"Die sind schon längst runtergefahren!"

von Falk Schreiber

Hamburg, 18. November 2018. Meinen die das eigentlich ernst? Dass Stéphane Laimé einen altmodischen Anatomiesaal auf der Bühne des Hamburger Thalia Theaters baut, und in diesem Saal bastelt sich dann Frankenstein (Sebastian Zimmler) sein Monster zusammen, assistiert von Knecht Igor (Marie Löcker)? Und als dieses Monster (Pascal Houdus) zum Leben erweckt wird, passiert das mit allem, was die Trickkiste des Theaters von anno dazumal hergibt, mit Kunstnebel und Blitz und Donner? Das ist ernst gemeint, echt jetzt?

Ist es natürlich nicht. Jan Bosse zitiert zum Einstieg seiner Künstliche-Intelligenz-Collage "Frankenstein / Homo Deus" ein wenig Grand Guignol, und weil das Publikum dabei nicht im Zuschauerraum sitzt, sondern auf der Bühne selbst, wird die Bühnenmaschinerie (sowie die routinierte Gruselproduktion dahinter) offengelegt. Das ist nicht ohne Charme, auch weil die Schauspieler den Schmu mit großer Freude mitmachen, Löcker als augenrollendes Fetischwesen, Zimmler als wirr brabbelnder Westentaschen-Faust ("Philosophie und Wissenschaft und die Weisheit dieser Welt / hab ich geprobt!"), Houdus mit Mut zu Kotze, Gewalt und Lautstärke.

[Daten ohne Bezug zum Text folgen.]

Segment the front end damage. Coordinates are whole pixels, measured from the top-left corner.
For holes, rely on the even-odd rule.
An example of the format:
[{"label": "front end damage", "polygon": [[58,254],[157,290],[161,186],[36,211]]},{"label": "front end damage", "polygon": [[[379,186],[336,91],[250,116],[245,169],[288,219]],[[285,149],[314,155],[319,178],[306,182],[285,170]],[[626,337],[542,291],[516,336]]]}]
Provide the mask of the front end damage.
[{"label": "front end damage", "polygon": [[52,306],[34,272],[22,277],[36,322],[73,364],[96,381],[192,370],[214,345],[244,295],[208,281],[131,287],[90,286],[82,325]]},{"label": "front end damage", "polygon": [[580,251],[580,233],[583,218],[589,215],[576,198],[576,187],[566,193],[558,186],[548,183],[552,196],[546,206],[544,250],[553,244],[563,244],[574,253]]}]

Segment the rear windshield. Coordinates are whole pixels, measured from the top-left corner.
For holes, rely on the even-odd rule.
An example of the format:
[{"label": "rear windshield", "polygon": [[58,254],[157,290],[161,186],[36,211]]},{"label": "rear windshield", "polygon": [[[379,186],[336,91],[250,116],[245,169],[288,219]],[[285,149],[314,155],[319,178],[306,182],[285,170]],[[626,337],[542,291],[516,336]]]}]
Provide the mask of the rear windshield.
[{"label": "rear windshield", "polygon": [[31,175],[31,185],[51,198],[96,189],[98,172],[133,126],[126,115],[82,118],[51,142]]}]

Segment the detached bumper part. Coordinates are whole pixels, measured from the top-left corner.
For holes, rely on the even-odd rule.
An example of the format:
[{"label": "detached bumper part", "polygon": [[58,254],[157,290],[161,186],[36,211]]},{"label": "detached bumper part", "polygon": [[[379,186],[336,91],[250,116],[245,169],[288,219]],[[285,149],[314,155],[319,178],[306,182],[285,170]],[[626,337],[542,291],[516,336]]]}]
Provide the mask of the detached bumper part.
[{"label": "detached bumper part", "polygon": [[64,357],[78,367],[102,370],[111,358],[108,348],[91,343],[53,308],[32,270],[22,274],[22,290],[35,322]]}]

Doch, bis dahin darf man noch annehmen, dass dieser Abend was werden könnte.

Frankenstein 3 560 Krafft Angerer xSebastian Zimmler fäusteschwingend und Pascal Houdus liegend  © Krafft Angerer
Er wird aber: heilloses, nicht zu Ende gedachtes Wollen, das zudem unglaublich kompliziert konstruiert ist. Der Abend ächzt unter seinem theoretischen Überbau – nicht nur, dass "Frankenstein / Homo Deus" inspiriert wurde von der britischen Gruselautorin Mary Shelley und den Künstliche-Intelligenz-Theorien des israelischen Historikers Yuval Noah Harari, laut Programmheft spielen auch Motive von Isaac Asimov, Fischli/Weiss, Michel Houellebecq, Aldous Huxley, Monthy Python und vielen anderen mit rein in die Frage, was eigentlich aus der Menschheit wird, wenn die Biotechnologie in der Lage ist, Wesen zu erschaffen, die praktisch alles besser beherrschen als der Mensch. Und damit das vielstimmige Nachdenken über diese Frage angemessen abgebildet wird, gibt es auch viele (naja: fünf) unterschiedliche szenische Konzepte. Auf der Bühne den Grusel, im Mittelrangfoyer eine halbwegs lustige Kabarettnummer mit der gnadenlos unterforderten Karin Neuhäuser, im Parkett einen kurzen Horrorfilm von Jan Speckenbach, und so weiter. Und das Publikum wechselt in Kleingruppen von Station zu Station. Klingt schlüssig, hat aber in erster Linie zur Folge, dass man enervierend lange rumsteht, weil man auf den Einlass zur nächsten Nummer wartet.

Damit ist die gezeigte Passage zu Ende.